Writer: Paul Tobin
Artist: Colleen Coover
Release Date: 19th October 2016
Cards on the table time – Bandette is unquestionably one of my favourite comic creations in recent years. I know that might sound a little odd, particularly given my well-established love of horror books and “darker” characters like Swamp Thing, but when it comes to Tobin and Coover’s multiple Eisner Award-winning “World’s Greatest Thief”, I’m not ashamed to admit that I have a soft spot a mile wide.
This latest volume sees Bandette uncovering the secrets of a fabled treasure trove – the titular House of the Green Mask, only to find that her nemesis the Voice has set his sights on the very same treasure, and is willing to take any steps – including kidnapping – to ensure he gets his hands on it first.
The quirky charm practically explodes off pages here, with Bandette’s whimsical approach to life making this an enormously uplifting read.
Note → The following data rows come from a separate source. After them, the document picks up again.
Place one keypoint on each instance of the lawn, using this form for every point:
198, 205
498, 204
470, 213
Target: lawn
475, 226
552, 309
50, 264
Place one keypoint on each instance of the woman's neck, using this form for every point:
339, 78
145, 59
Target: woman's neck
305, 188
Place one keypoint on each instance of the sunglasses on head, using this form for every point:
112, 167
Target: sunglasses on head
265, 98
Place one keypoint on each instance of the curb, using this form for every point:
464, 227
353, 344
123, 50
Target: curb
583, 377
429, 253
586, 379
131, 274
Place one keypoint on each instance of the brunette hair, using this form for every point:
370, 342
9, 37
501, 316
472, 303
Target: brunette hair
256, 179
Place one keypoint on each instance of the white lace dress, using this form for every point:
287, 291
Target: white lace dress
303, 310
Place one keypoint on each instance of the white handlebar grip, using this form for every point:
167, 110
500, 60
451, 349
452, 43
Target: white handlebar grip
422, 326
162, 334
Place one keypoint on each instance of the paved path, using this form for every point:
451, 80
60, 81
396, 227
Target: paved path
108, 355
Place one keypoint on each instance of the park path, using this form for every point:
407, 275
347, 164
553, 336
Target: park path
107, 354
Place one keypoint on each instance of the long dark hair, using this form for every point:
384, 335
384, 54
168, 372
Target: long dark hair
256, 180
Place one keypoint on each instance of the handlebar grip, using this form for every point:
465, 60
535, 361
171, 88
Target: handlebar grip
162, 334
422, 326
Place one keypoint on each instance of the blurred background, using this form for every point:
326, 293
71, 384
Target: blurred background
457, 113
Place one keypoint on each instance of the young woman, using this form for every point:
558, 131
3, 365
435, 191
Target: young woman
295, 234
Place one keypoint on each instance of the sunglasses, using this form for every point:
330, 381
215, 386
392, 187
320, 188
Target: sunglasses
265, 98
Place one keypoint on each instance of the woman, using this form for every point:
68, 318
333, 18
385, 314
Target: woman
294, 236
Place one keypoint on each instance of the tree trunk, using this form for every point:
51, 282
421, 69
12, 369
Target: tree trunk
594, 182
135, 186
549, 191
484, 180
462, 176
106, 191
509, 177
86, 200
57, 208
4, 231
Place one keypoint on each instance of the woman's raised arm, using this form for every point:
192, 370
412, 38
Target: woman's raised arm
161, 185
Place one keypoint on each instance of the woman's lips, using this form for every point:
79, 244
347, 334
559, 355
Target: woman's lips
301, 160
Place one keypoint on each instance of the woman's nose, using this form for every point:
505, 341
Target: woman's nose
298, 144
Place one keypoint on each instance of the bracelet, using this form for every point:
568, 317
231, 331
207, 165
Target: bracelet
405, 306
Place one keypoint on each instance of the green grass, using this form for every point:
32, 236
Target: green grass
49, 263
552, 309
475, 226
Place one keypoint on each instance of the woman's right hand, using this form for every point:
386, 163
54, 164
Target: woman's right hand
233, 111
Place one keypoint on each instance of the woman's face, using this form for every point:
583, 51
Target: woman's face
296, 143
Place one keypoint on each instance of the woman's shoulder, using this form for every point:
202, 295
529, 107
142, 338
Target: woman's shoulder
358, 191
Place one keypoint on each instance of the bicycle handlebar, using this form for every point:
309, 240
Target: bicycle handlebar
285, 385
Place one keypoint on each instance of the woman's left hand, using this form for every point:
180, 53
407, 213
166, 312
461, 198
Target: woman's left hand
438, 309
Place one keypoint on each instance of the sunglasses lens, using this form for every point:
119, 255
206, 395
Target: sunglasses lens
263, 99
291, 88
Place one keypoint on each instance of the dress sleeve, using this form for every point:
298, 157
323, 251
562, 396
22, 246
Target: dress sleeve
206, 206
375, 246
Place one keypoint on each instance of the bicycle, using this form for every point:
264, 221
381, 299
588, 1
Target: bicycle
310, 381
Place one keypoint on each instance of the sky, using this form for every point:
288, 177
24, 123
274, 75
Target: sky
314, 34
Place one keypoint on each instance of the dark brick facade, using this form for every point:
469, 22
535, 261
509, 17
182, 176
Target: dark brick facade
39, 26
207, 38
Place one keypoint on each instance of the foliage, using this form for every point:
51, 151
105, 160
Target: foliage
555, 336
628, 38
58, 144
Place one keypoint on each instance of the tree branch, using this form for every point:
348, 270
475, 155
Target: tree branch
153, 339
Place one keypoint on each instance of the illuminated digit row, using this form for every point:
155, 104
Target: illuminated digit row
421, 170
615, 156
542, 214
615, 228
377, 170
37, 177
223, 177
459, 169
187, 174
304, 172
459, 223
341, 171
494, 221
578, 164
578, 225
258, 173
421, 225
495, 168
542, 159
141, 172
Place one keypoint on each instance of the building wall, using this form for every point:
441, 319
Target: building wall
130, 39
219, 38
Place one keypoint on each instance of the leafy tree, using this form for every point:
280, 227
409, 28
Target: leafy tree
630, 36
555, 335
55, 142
Yes, there are the familiar drama, twists, turns, secrets and criminal wrongdoings that have become synonymous with this series, but they all pale in comparison next to watching Bandette happily munching on a candy bar while dispatching a ground of armed henchmen, or having a hilarious run-in with a stubborn pigeon on a telephone wire above the streets of France. Oh, and the way she disposes of a bomb in the middle a crowded street festival is a thing of absolute beauty, and about as perfect a summary of the character’s appeal as you could possibly hope for.
Tobin’s surprising knack for sweet, tender moments is on full display here, from the coy innocence of Bandette and Daniel’s relationship to the wonderfully executed resolution to Monsieur’s own attempts to get his hands on the treasure. It’s almost impossible to read this volume (or any of the previous volumes, for that matter) without a smile on your face, and it’s probably worth reminding yourself occasionally that this is the same writer who pretty much ruined both pigeons and fingers for me with his work alongside Juan Ferreyra on critically-acclaimed horror series Colder.
At first glance, Coover’s artwork appears almost basic in its cartoony simplicity, but a closer look reveals the depth and detail on display here, with a wonderful ink-washed aesthetic to the pages that fully embraces – and enhances – the lighter tone of the series. It may also seem like a fairly trivial point, but Coover does a fantastic job of drawing animals, something which is of vital importance given how prominent a role they play in Bandette’s adventures, from the aforementioned grumpy pigeons to her beloved companion Pimento. The action sequences flow beautifully, and the expressions Coover gives certain characters – usually in response to Bandette’s frivolous antics – are hilarious at times.
Okay, so the story itself is fairly basic and doesn’t quite land as well as the previous two volumes of the series, but the warmth and likeability of the main characters does more than enough to keep the pages turning. Seekers of value will also be glad to hear that the bonus content in this volume is truly impressive, from “Urchin Stories” illustrated by Steve Lieber and Cat Farris to a fantastic prose story from Tobin entitled “The Music”. These all work wonderfully to flesh out the already engaging world, and serve to further highlight the clear love and affection Tobin and Coover have for their creations.
In summary, this latest volume serves as yet another seemingly effortless success from Tobin and Coover. Perhaps not quite the greatest Bandette story ever told, but still an absolute joy to read from start to finish. Presto!